In the early 90s, the Cardiff Bay Development Corporation decided to turn the Inner Harbour into a vibrant waterfront area including three flagship buildings: a new opera house, a maritime heritage centre, and a national hands-on science centre for Wales.
Techniquest is a high-tech phantasmagoria of Victorian industry and mid-90s scientific charisma: a retained 19th century cast and wrought-iron boat shed frame, devoid of heavy machinery bar a solitary 25-ton transporter crane, sits mighty, and glazed, at the centre of an exhibition scheme that includes a science laboratory, a Buckminster Fuller-esque mini-planetarium (Starlab), a lecture theatre, an electronics workshop, a wet exhibit area and various administrative offices. The exhibition space occupies the full 11-metre-high volume of the old engineering works, and all the forces of nature bubble, blow and fizz across interactive contraptions that sit where workers and machines once toiled. Though sheltered by an external series of sunshades pulled tight like a fleet of drumskins, daylight streams in through a wall of glass overlooking the old graving docks to the south, and the silver, white and grey colour scheme that gives the building a metallic High-Tech pizzazz is internally contrasted with bright, often primary-coloured exhibits in a grand hall of learning fit to rival any stock exchange.

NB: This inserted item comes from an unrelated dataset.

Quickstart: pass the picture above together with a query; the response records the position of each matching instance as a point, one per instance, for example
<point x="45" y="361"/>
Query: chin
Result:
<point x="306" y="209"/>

It was Paul Koralek of ABK who decided to give new life to the structure of Bailey’s Heavy Engineering Workshop, and what was already recognised as a local landmark was thus dynamically transformed into a participatory lodestar. Indeed, Techniquest is an intriguing early exploration of what we’d now term as retrofit, or adaptive reuse. In 2017, Koralek said that [when designing a building] “One is setting the stage for what people want to do, need to do, can do”, and true to this ethos, Techniquest demonstrates a building’s ability to navigate change harmoniously within a fragile and disappearing industrial culture.